In ogni caso, quello che si sta verificando è molto simile a quanto successo nell’autunno del 2008 dopo il fallimento di Lehman; chi mette ordini di vendita, per qualsiasi ragione, non trova dall’altra parte nessuno diposto ad acquistare, determinando discese radicali dei titoli anche per insufficiente liquidità. Così come avvenuto nel 2008, i mercati finanziari potrebbero stare anticipando quello che nell’economia reale non c’è ancora e che arriverà come conseguenza del rallentamento in atto e perfino come conseguenza dell’impatto che l’andamento stesso dei mercati ha sulla propensione al consumo e agli investimenti.
Le attenzioni oggi si concetrano sul mercato del lavoro americano: oggi alle 14:30 verrà comunicato il dato sul “Nonfarm payroll employment” di luglio. Le attese sono per un incremento di 85 mila posti di lavoro, ma c’è la possibilità concreta che il dato sia inferiore alle attese rafforzando la tesi che la ripresa sia finita e stia arrivando un’altra recessione.
Ritornando all’Italia, quello che è accaduto ieri sul mercato è una conferma della sfiducia che si nutre nei confronti del sistema, con la speculazione che sta colpendo in modo evidente sicura di non trovare alcuna opposizione. Per opposizione non si intendono carri armati schierati ai confini, prediche sulla finanza malata, né tanto meno taragicomiche indagini sulla cessione dei titoli di Stato italiani da parte di Deutsche Bank. In questo contesto, il Parlamento chiuderà i battenti per quattro settimane, mentre il capo dell’opposizione Bersani uccide qualsiasi possibilità di riforma condivisa nel breve chiedendo una “novità politica” come se ci fosse il tempo di formare un altro governo, formare una nuova alleanza e infine decidere un piano di azione.
È la debolezza politica italiana, la mancanza di qualsiasi segnale che faccia pensare a riforme vere che contribuisce a uccidere l’Italia sui mercati giustificando qualsiasi speculazione. Non occorre farsi illusioni: con questi mercati l’Italia sarà costretta a breve a prendere provvidementi, questa volta veri, di qualche tipo. Già si parla di patrimoniale.
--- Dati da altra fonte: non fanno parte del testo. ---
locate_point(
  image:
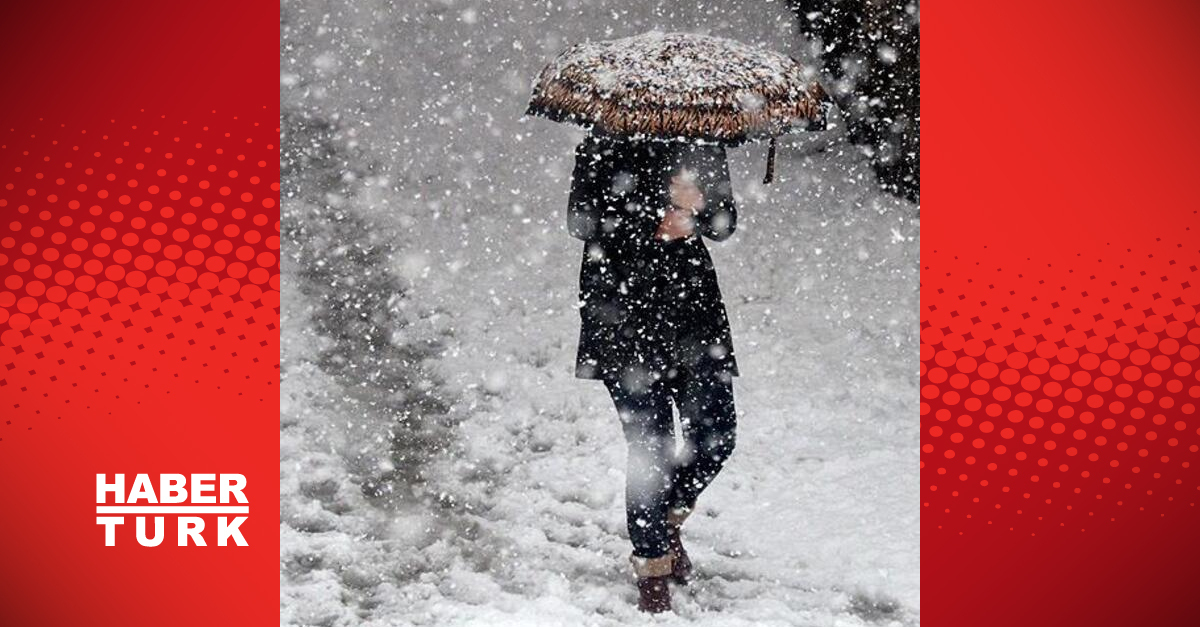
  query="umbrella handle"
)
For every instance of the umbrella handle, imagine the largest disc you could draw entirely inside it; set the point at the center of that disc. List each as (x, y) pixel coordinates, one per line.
(771, 162)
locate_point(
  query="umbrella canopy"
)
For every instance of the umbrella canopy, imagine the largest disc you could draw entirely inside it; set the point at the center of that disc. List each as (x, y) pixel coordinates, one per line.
(677, 85)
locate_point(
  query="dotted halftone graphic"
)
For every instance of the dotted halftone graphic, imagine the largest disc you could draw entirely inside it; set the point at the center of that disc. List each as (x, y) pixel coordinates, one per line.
(1061, 395)
(136, 257)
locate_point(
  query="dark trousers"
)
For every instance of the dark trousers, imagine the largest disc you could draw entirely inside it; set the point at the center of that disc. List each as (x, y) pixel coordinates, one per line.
(657, 479)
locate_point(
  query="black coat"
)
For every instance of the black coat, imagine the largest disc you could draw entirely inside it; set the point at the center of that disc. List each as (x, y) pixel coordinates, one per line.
(648, 305)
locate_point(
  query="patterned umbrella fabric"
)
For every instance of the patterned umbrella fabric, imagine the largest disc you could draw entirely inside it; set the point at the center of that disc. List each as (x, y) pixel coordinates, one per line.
(676, 85)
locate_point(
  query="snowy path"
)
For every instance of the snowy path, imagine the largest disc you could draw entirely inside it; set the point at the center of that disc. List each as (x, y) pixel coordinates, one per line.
(814, 520)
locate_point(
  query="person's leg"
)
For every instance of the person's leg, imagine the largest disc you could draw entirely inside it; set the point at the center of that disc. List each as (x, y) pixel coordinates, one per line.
(647, 422)
(709, 424)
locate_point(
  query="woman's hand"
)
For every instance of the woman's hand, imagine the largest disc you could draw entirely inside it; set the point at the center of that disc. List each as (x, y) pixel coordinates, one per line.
(676, 225)
(687, 201)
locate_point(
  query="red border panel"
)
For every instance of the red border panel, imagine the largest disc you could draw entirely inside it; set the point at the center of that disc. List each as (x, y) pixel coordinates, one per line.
(138, 302)
(1060, 292)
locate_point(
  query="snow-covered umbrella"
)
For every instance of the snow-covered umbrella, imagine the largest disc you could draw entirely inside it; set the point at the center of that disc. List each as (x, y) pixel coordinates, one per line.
(679, 85)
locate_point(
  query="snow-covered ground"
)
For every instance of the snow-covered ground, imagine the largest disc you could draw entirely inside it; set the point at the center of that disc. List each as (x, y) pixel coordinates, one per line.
(519, 518)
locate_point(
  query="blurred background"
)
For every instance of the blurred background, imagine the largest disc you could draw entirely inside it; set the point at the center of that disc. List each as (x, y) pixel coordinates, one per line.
(439, 463)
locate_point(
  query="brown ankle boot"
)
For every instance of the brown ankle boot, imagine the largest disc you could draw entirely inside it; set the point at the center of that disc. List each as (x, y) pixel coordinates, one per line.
(681, 569)
(653, 595)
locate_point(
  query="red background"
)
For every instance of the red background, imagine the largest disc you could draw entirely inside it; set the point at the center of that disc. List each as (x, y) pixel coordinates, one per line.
(1059, 257)
(139, 155)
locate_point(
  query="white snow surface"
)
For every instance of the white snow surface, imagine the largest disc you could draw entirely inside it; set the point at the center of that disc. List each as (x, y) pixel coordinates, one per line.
(814, 521)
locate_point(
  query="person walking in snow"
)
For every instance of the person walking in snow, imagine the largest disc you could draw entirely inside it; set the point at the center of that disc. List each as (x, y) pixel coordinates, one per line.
(654, 329)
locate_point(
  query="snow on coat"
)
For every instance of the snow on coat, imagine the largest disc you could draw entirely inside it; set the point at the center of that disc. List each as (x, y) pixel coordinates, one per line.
(648, 305)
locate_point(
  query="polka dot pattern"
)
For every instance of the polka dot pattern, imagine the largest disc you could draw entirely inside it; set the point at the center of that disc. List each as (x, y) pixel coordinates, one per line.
(1061, 396)
(125, 273)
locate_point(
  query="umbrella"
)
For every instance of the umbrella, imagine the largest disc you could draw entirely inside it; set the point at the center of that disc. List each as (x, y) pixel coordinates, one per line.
(678, 85)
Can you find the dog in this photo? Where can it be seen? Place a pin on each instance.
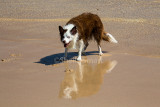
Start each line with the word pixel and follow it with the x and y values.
pixel 79 30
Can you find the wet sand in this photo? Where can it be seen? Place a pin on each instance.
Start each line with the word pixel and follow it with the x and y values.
pixel 31 74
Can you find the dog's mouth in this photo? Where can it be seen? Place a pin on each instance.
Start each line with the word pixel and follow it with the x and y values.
pixel 66 44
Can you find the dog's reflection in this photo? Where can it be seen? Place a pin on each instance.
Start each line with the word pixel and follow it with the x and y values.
pixel 86 80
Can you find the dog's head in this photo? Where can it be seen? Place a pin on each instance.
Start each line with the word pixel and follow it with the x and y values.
pixel 67 33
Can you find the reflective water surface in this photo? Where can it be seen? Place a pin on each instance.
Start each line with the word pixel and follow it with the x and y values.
pixel 85 79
Se questa fosse l’unica soluzione proposta sarebbe devastante.
I mercati la giudicherebbero per quello che è: un one-off, una una tantum che evidentemente non ha alcuna conseguenza sulla capacità di competere nel medio lungo periodo e che lascerebbe inalterata la valutazione che in questo momento si dà dell’Italia; un Paese incapace di affrontare i propri problemi preda di litigi da assemblea condominiale, bloccato da un amministrazione pubblica elefantiaca e inefficiente, con le imprese costrette a competere con una tassazione elevata, poche infrastrutture e costi energetici poco competitivi.
Se essere a un passo dal baratro e con la pistola alla testa è l’unico modo per prendere le decisioni giuste ben venga la speculazione. Tentare di tamponare qua e là, senza fare i tagli scomodi per sé e per i propri elettori diretti è il modo migliore per avere prima il collasso e poi la spoliazione. Sempre ammesso che tutto questo interessi a qualcuno una cosa è certa: il tempo è scaduto.